Furthermore, the regulatory target of the draft, preventing double billing by highlighting the target performance principle, would be missed. As the cost comparison shows directly, the emancipation of the innovative aligner technique in the market led to a cost adjustment to the conventional multi-band technique. To the extent that the aligner technique is affected, undesirable double billing has neither been brought to light nor is it to be feared, such that this regulatory objective cannot justify the questionable inclusion, either. If anything, it even seems contrary to the system, that the legislature, by its subsequent configuration of the service items, is impinging on the competition between methods.
V. Proposed amendment
From the point of view of aligner orthodontics, its users and patients, the draft legislation presented is a scrappy, ambiguous regulatory stump. The most clarity would be achieved if aligner orthodontics were not addressed at all (by the deletion of the words “attachments for aligners”) and thus by leaving it in the current, safe legal position.

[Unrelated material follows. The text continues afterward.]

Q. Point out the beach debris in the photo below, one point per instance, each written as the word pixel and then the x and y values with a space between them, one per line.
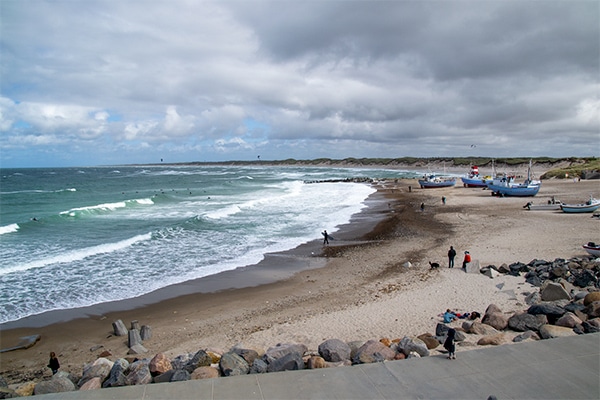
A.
pixel 119 328
pixel 25 342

Moreover, the deletion of the general provision from item 6000 of the (German) Dental Fee Schedule, on the standard materials covered, is encouraged. A provision for additional costs of this type in private liquidation law is an obvious break with the system and promotes neither the transparency of the billing nor brings about an increase in consumer protection. Above all, the bearers of the cost in the future will always want to restrict reimbursement to the cheapest materials, which the guideline does not take into account, that the privately insured patient should also then be able to decide freely among several therapeutic options if there is a difference in cost.